I sat cross-legged on the floor, flipping through a photo album that looked recently dusted. The pages didn’t stick together. No wear on the corners. As if no one had ever truly touched them.
“Look at this one,” my mother said, crouching beside me, her perfume wrapping around me like too-tight silk.
Kael appeared in the photo—sleeves rolled, a soft smile caught mid-laugh. I was beside him, hair windblown, cheeks pink from the sun.
“That trip,” she murmured, “you two wouldn’t stop teasing each other the whole weekend.”
I frowned, running my thumb along the glossy paper. “Where… is this?”
“The beach house,” my father called from across the room. “The one you loved.”
I flipped the photo over. In my handwriting—my exact looping cursive—was scrawled: Best summer ever. 3:13 PM.
My chest tightened.
“I’ve never been there,” I said, voice flat.
Both of them paused. Too long.
“You must’ve forgotten,” my mother offered, too lightly.
“I didn’t,” I replied. “I would remember this.”
They looked at each other.
Just a glance.
But it was enough.
I closed the album. My hands were steady.
Their silence wasn’t.
And for the first time… the lie looked right back at me through my own smile.
“Just a mirror,” I muttered, stepping barefoot toward the vanity. The lights above it buzzed low and warm, casting soft amber across the polished wood.
My fingers brushed the surface.
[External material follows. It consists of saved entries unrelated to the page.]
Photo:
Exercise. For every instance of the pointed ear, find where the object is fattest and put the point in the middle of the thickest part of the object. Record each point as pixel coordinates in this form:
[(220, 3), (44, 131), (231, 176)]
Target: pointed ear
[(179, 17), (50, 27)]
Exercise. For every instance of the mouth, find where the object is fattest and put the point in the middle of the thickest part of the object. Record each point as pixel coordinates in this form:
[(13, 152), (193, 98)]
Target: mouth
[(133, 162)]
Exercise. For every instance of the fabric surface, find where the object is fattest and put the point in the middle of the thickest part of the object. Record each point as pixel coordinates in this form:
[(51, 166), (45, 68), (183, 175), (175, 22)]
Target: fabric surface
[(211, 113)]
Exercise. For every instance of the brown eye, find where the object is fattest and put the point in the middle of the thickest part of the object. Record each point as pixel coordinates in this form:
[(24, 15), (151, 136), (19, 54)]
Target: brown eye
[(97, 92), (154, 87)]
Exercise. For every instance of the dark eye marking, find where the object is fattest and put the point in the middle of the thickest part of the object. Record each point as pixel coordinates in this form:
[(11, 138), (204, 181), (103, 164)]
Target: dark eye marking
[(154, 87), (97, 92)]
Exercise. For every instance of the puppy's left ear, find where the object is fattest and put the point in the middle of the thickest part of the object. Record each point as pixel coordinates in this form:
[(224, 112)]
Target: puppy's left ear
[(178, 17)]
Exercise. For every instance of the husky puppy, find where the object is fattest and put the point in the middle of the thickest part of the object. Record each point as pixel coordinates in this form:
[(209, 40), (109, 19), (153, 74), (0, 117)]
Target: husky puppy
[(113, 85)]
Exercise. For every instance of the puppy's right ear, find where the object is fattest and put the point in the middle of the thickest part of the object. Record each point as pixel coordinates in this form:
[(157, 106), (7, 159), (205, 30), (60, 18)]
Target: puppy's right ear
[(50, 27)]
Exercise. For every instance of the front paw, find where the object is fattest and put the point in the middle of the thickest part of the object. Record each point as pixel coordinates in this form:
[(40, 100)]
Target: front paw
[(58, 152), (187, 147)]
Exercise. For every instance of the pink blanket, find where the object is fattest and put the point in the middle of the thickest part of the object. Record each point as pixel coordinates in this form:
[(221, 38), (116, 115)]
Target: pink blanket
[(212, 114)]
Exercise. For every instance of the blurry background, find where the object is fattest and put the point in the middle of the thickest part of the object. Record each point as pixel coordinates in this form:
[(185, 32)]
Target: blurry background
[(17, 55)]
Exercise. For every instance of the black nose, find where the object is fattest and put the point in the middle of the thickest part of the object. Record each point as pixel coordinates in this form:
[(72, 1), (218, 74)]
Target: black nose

Cool. Familiar.
But the moment I looked up—
The girl in the reflection tilted her head… just a moment too late.
I blinked. Raised my hand.
So did she.
Half a second behind.
“What the hell…”
My voice cracked, like it didn’t belong to me in this room. The air smelled faintly of rose water—sweet, old. I leaned closer. The reflection did too… but slower, cautious, like it was waiting for permission.
A breath escaped me. “That’s not me.”
Behind me, the door creaked faintly.
I didn’t turn.
I whispered into the glass, “Whose room is this?”
And this time… the reflection didn’t answer. It only stared back.
I hadn’t touched that drawer in years. Maybe ever. But today, it sat ajar—just enough to whisper to me. I knelt slowly, fingertips hovering over the smooth brass handle.
Click.
The drawer slid open with a soft sigh, and inside was a journal. My name carved into the leather cover. Not printed. Carved.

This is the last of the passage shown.